#### Solution

The main idea of this solution is to replace the inside quadrilateral with a series of figures, such that each next one has a larger perimeter, and to eventually reach the outside quadrilateral. That will prove that the perimeter of $ABCD$ is smaller than that of $EFGH$. $\\$

Let’s proceed in a similar manner as in the Example 3. First, extend any of the sides of the inside quadrilateral such that it touches a side of the outside one.

Then, by triangle inequality, we can write that:

$$CI + IB > BC$$

So the perimeter of $AICD$ is larger than the perimeter of $ABCD$. We repeat this until all the vertices are on sides of the outside quadrilateral. There are actually a couple of different cases here, but they are all very similar to each other.
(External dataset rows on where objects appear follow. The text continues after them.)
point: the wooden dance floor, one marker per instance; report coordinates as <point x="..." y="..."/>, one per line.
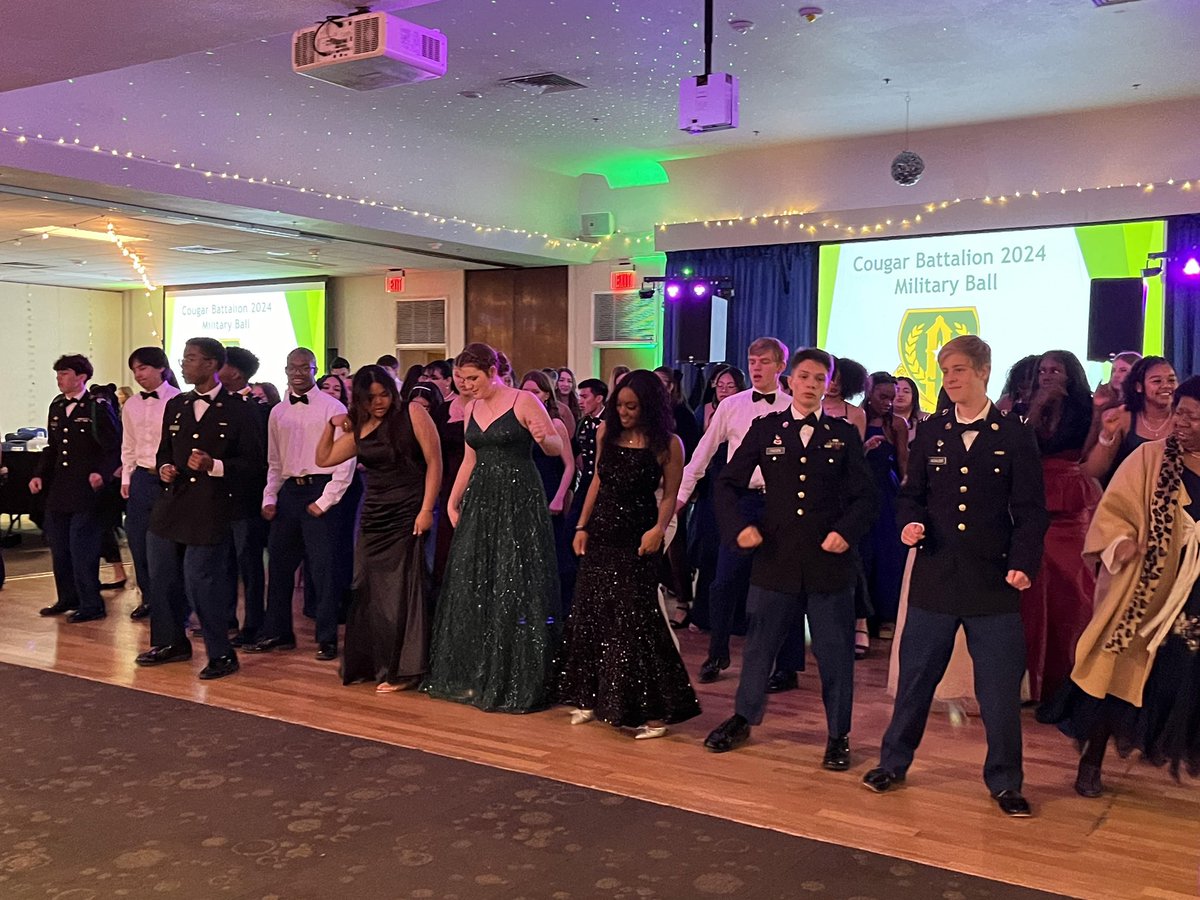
<point x="1140" y="840"/>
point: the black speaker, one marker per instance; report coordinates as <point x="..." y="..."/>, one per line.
<point x="1116" y="318"/>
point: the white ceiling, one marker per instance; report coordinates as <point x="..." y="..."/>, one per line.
<point x="209" y="82"/>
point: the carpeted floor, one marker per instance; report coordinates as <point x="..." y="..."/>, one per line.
<point x="108" y="792"/>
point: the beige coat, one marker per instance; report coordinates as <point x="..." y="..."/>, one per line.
<point x="1125" y="513"/>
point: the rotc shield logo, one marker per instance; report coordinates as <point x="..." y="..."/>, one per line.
<point x="923" y="333"/>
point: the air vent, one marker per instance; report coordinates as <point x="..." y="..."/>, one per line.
<point x="204" y="251"/>
<point x="543" y="83"/>
<point x="624" y="318"/>
<point x="420" y="323"/>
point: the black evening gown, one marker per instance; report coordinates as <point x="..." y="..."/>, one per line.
<point x="496" y="629"/>
<point x="1165" y="729"/>
<point x="618" y="658"/>
<point x="388" y="625"/>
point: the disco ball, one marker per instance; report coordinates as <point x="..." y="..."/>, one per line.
<point x="906" y="168"/>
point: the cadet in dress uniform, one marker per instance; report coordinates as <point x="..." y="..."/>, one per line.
<point x="975" y="508"/>
<point x="211" y="449"/>
<point x="820" y="502"/>
<point x="82" y="454"/>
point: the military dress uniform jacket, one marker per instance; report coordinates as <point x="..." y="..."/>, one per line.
<point x="198" y="508"/>
<point x="810" y="491"/>
<point x="88" y="441"/>
<point x="983" y="510"/>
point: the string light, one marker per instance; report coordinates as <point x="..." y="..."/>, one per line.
<point x="783" y="219"/>
<point x="287" y="185"/>
<point x="132" y="256"/>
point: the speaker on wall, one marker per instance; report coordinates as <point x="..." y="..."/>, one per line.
<point x="1116" y="317"/>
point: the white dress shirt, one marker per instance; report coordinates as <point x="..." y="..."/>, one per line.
<point x="292" y="436"/>
<point x="142" y="430"/>
<point x="730" y="424"/>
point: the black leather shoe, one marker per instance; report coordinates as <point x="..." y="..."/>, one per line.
<point x="167" y="653"/>
<point x="881" y="780"/>
<point x="81" y="616"/>
<point x="271" y="643"/>
<point x="732" y="732"/>
<point x="711" y="669"/>
<point x="783" y="682"/>
<point x="57" y="610"/>
<point x="1013" y="803"/>
<point x="220" y="667"/>
<point x="837" y="757"/>
<point x="1087" y="783"/>
<point x="327" y="652"/>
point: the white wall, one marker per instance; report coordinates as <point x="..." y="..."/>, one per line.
<point x="42" y="323"/>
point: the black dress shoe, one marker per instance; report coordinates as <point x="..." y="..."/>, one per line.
<point x="271" y="643"/>
<point x="837" y="757"/>
<point x="1087" y="781"/>
<point x="327" y="652"/>
<point x="220" y="667"/>
<point x="57" y="610"/>
<point x="167" y="653"/>
<point x="711" y="669"/>
<point x="244" y="639"/>
<point x="81" y="616"/>
<point x="881" y="780"/>
<point x="1013" y="803"/>
<point x="732" y="732"/>
<point x="783" y="682"/>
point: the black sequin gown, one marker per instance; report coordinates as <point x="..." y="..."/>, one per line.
<point x="388" y="625"/>
<point x="618" y="657"/>
<point x="1165" y="729"/>
<point x="496" y="629"/>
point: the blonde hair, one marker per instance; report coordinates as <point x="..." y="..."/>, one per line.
<point x="773" y="346"/>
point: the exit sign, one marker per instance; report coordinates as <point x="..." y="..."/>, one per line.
<point x="623" y="280"/>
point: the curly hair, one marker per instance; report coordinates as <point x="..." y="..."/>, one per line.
<point x="655" y="418"/>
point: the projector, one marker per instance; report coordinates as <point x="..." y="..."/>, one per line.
<point x="708" y="102"/>
<point x="369" y="51"/>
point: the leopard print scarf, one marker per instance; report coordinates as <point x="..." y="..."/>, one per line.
<point x="1162" y="519"/>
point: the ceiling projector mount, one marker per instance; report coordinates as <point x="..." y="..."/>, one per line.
<point x="365" y="51"/>
<point x="708" y="102"/>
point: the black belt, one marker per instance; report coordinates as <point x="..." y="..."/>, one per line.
<point x="301" y="480"/>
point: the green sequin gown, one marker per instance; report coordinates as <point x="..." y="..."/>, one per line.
<point x="496" y="630"/>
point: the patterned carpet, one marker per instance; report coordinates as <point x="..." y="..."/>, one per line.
<point x="107" y="792"/>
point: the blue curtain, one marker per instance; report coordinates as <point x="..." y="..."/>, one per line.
<point x="775" y="294"/>
<point x="1181" y="310"/>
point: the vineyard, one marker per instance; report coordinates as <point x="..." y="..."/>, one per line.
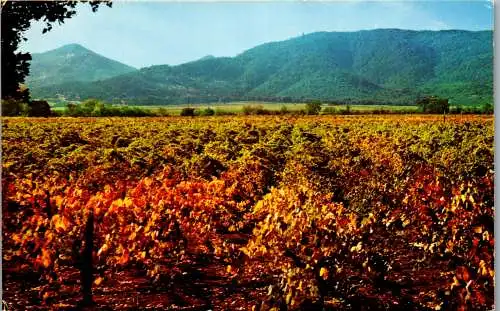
<point x="248" y="213"/>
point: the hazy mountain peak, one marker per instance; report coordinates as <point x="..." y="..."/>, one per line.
<point x="383" y="65"/>
<point x="72" y="62"/>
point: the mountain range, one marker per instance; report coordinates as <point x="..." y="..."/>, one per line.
<point x="384" y="65"/>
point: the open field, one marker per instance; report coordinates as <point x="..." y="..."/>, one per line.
<point x="237" y="107"/>
<point x="249" y="213"/>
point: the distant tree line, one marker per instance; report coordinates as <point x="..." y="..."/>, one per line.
<point x="97" y="108"/>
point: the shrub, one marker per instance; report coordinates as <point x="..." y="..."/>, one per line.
<point x="314" y="107"/>
<point x="11" y="107"/>
<point x="284" y="110"/>
<point x="187" y="112"/>
<point x="207" y="112"/>
<point x="254" y="110"/>
<point x="433" y="104"/>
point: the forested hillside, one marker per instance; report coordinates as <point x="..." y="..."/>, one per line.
<point x="386" y="65"/>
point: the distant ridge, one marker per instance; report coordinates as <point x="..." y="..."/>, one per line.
<point x="71" y="63"/>
<point x="383" y="65"/>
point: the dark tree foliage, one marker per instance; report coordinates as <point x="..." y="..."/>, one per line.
<point x="16" y="18"/>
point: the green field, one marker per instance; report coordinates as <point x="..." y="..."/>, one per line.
<point x="237" y="107"/>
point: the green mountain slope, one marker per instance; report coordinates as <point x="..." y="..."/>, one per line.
<point x="72" y="63"/>
<point x="385" y="65"/>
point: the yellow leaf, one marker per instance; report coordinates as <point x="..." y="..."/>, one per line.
<point x="323" y="272"/>
<point x="103" y="249"/>
<point x="128" y="202"/>
<point x="46" y="258"/>
<point x="98" y="281"/>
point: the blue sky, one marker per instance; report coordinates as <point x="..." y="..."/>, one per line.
<point x="142" y="33"/>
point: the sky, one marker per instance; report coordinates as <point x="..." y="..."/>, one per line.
<point x="145" y="33"/>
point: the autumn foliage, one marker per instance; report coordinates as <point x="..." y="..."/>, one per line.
<point x="341" y="213"/>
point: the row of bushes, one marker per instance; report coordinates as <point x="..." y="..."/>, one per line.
<point x="96" y="108"/>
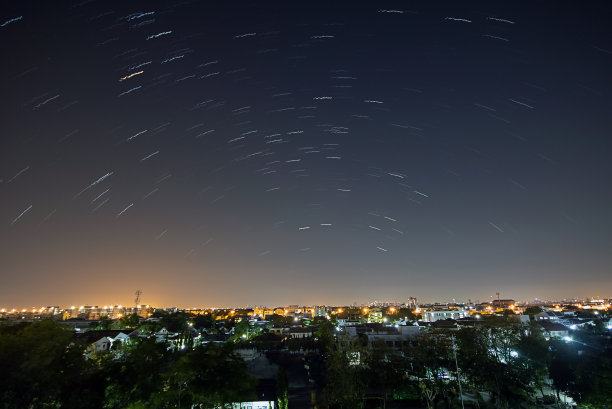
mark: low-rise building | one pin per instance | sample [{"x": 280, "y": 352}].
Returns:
[{"x": 436, "y": 315}]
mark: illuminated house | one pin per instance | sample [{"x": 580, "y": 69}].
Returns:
[{"x": 433, "y": 316}]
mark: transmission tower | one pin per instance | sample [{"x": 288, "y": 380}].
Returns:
[{"x": 137, "y": 299}]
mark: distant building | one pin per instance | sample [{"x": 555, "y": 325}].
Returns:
[
  {"x": 553, "y": 329},
  {"x": 549, "y": 315},
  {"x": 436, "y": 315}
]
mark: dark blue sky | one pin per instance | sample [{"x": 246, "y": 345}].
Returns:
[{"x": 264, "y": 153}]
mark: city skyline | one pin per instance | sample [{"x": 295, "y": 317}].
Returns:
[{"x": 234, "y": 153}]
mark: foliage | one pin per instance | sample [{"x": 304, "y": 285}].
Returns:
[{"x": 39, "y": 365}]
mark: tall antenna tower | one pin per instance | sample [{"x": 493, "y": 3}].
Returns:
[{"x": 137, "y": 299}]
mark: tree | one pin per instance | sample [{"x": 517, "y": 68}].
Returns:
[
  {"x": 137, "y": 378},
  {"x": 208, "y": 377},
  {"x": 344, "y": 380},
  {"x": 282, "y": 389},
  {"x": 488, "y": 357},
  {"x": 385, "y": 369},
  {"x": 40, "y": 363}
]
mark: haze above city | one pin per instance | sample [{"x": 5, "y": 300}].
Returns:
[{"x": 236, "y": 153}]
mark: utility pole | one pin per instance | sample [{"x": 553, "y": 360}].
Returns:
[
  {"x": 457, "y": 367},
  {"x": 138, "y": 293}
]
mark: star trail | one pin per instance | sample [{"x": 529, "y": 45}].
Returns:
[{"x": 236, "y": 153}]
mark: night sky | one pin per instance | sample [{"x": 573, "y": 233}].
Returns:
[{"x": 241, "y": 153}]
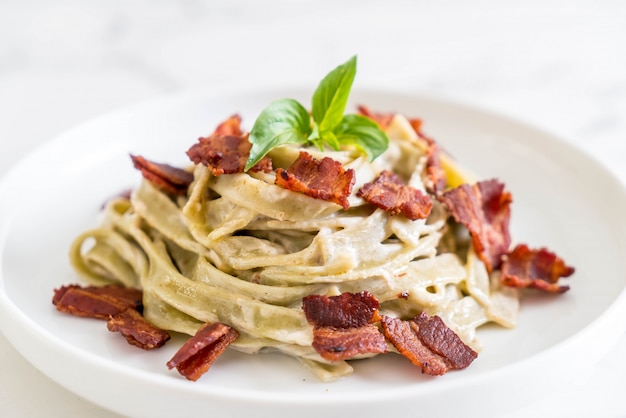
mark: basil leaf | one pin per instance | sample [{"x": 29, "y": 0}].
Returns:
[
  {"x": 331, "y": 96},
  {"x": 283, "y": 121},
  {"x": 362, "y": 133}
]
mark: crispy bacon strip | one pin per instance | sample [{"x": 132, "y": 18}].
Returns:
[
  {"x": 170, "y": 179},
  {"x": 343, "y": 343},
  {"x": 484, "y": 209},
  {"x": 535, "y": 268},
  {"x": 324, "y": 179},
  {"x": 197, "y": 355},
  {"x": 389, "y": 193},
  {"x": 403, "y": 336},
  {"x": 226, "y": 150},
  {"x": 428, "y": 343},
  {"x": 342, "y": 325},
  {"x": 348, "y": 310},
  {"x": 440, "y": 339},
  {"x": 99, "y": 302},
  {"x": 137, "y": 330}
]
We can have one vertex per side, or we can have one or two sides that have two vertices on them.

In essence, the next step boils down to showing that the distance between any two consecutive vertices of the new quadrilateral $IJKL$ is the shortest along the side connecting them, and in particular, shorter then if we were to go around the perimeter of $EFGH$. Which is true, because a straight segment is the shortest path connecting two points. $\\$

In the particular case above, we can divide that into steps, for example first show that $IH + HL > IL$, extending the inner quadrilateral towards one of the vertices of the outer one. Then we can cut the corners, by for example saying that $JF + IF > IJ$. In any way, we show that the perimeter of $EFGH$ is larger than the perimeeter of $IJKL$, which is larger than the perimeter of $ABCD$ and we reach our objective here.